A review of the record on appeal reveals numerous assertions were made by Appellants in resisting Appellee's motion for summary judgment. A fair reading of the response reveals Appellants believed they were not required to repay the loan as Appellee breached its contract in two respects: first, by failing to disburse the loan proceeds as agreed, and second, by failing to subordinate its mortgage. Furthermore, Appellants asserted Appellee failed to follow its "statutory duty" to help small business. Notwithstanding Appellants' failure to come forward with admissible evidence to support their contentions, the trial court exhaustively addressed each of these contentions in its Memorandum Opinion and Order entered on March 1, 1993. The trial court, after determining there existed no genuine issue of material fact, entered judgment for Appellee. The gist of the trial court's reasoning was: (1) the alleged breach of contract by Appellee's asserted failure to disburse the loan proceeds within six months was not a material breach of the contract which would excuse nonpayment; (2) the alleged "verbal agreement" by Appellee to subordinate its mortgage was not enforceable; and (3) Appellee violated no statutory duty.

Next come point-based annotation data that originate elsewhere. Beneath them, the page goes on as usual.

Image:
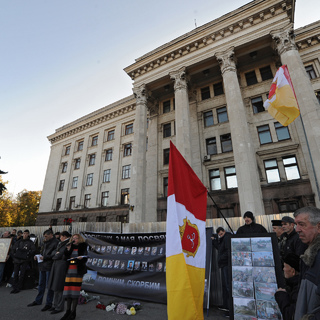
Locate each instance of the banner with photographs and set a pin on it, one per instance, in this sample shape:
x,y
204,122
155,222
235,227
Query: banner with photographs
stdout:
x,y
256,275
127,265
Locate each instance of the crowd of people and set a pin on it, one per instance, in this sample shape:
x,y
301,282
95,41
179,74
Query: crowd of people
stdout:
x,y
61,264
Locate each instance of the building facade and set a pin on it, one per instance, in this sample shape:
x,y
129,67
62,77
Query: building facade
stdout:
x,y
204,91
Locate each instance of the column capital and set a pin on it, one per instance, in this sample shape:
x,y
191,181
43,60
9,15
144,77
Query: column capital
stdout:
x,y
180,79
284,39
226,60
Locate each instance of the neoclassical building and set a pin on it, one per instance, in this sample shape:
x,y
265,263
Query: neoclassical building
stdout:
x,y
204,91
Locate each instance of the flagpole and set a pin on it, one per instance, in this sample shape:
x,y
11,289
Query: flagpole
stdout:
x,y
220,212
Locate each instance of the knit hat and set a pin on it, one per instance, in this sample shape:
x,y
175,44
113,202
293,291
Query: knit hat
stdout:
x,y
292,260
248,214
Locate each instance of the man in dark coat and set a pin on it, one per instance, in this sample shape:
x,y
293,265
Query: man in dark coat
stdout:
x,y
22,254
46,253
58,273
250,225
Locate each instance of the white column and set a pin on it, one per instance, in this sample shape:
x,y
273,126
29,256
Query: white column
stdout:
x,y
249,188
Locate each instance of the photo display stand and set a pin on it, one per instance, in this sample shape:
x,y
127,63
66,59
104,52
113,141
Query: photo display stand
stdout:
x,y
255,275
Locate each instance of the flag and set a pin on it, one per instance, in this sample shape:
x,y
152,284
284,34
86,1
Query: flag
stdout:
x,y
185,240
282,103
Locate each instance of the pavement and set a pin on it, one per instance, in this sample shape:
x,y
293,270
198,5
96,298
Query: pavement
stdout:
x,y
14,307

Appellant appeals this decision making numerous assertions of error including: (1) denial of Due Process because Appellee's breach of contract has deprived Appellant of "life, liberty and property" and Appellant has "been denied any opportunity to be heard in a court of law"; (2) Appellant was not provided a "reasonable opportunity to have [his] case heard at the Summary Judgment ... for reasons as outlined in the Appellants' Affidavit by Arthur R. Althoff attached to this brief" (namely, Appellants were unaware of the need for affidavits and the trial court did not give clear notice of this requirement); and (3) genuine issues of material fact exist.

Appellants elected to exercise their right to represent themselves. Courts owe no duty to help pro se litigants make their case. Instead, a court must remain impartial and treat both sides of a controversy the same. Were a judge to help one side of a controversy, he would no longer be a judge but would become an adversary to the other side. Likewise, it is improper for a judge to provide legal advice to one party in a civil controversy. Accordingly, the trial court's failure to advise Appellants as to how to successfully resist a motion for summary judgment is not error.

Viewing the record on appeal objectively it is clear that Appellants failed to present any evidence which the trial court could properly consider when it heard the motion on summary judgment. For this reason alone the trial court's decision must be affirmed.

A party cannot defeat a motion for summary judgment by raising mere allegations of facts or mere denials of the other party's position. Fed.R.Civ.P. 56(e).